One of Canon’s PowerShot G series of compact cameras has won the AP Enthusiast Compact of the Year Award for the past three years. Could the new PowerShot G12 make it four years in a row? Richard Sibley investigates
As a compact camera, the PowerShot G12 relies on contrast-detection autofocus, and this remains unchanged from the G11. The AF is fast enough for point-and-shoot photographers and great for holiday pictures and days out, but it isn?t quite as snappy as some of the other contrast-detection AF systems we have seen recently. However, low light is one area in which the AF system performs especially well. The on-screen image brightens when low light is detected, and this amplification in signal obviously helps the camera focus. There is also a blue LED AF assist light, which discreetly comes on, even when the light is only slightly dim, to help the lens focus.

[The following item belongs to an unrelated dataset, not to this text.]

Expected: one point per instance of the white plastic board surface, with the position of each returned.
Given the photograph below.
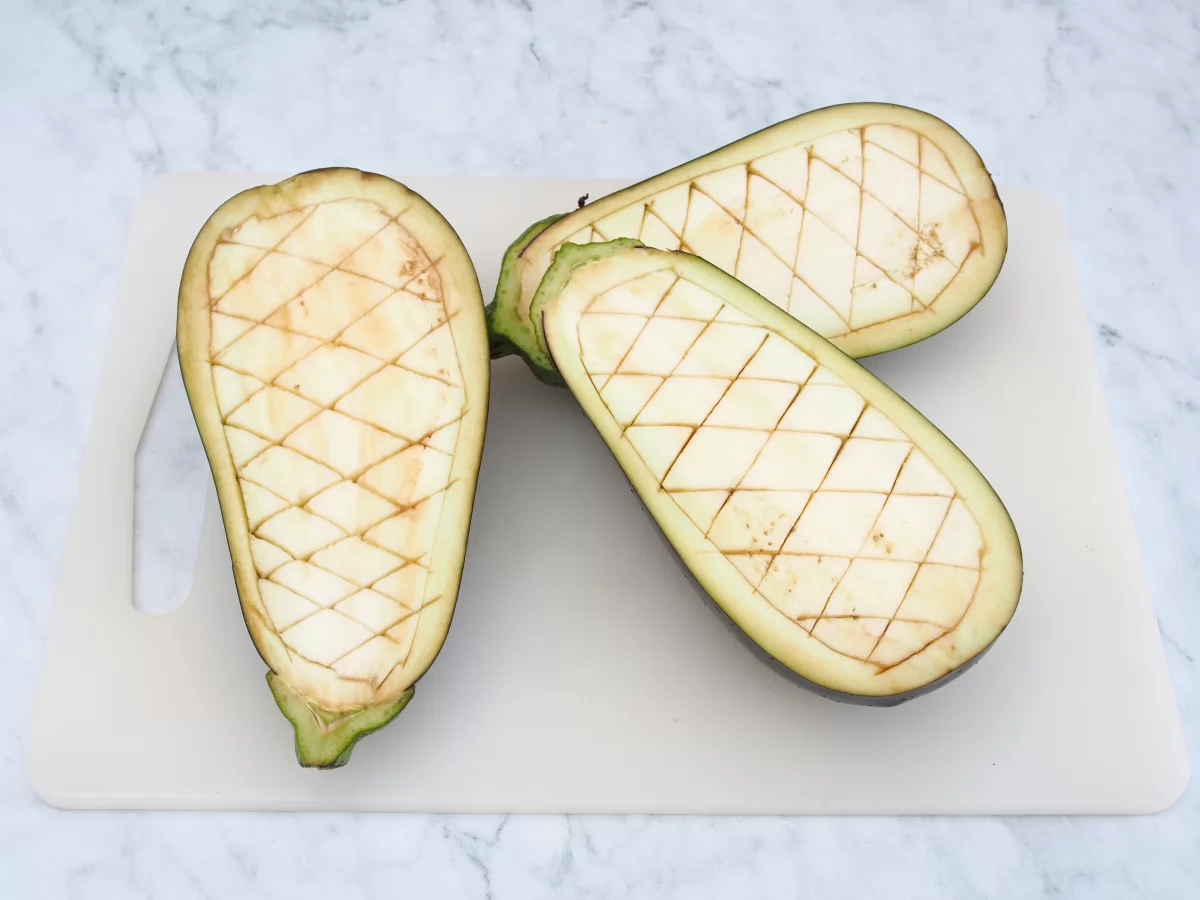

There are enough AF options in the G12 to keep enthusiast photographers happy. There are two different AF point sizes available for selection, with 493 selectable points when it is set to the smaller of the two sizes. To assist the tracking of moving subjects is the AF Tracking mode. This allows a subject to be selected and then tracked around the frame should it or the camera move. I found this works well and should be ideal when photographing children, animals or other similar subjects.
For social situations the Face Detection AF is useful, working in a similar fashion to the AF Tracking mode but detecting faces instead, which it then focuses on and tracks. Again, this was a feature included in previous PowerShot G-series models.
Manual focusing is also possible on the G12, using the scroll dial to focus the lens back and forth. Although a magnified view is displayed in the centre of the screen when in manual focus mode, I found that it was still difficult to ascertain the correct point of focus precisely. For the most part I would say that manual focus is not really beneficial, and the sheer number of AF points and the close 1cm macro mode make it somewhat redundant.
As a walk-around camera, designed for holidays and days out, the AF of the G12 has enough modes to keep enthusiast photographers happy.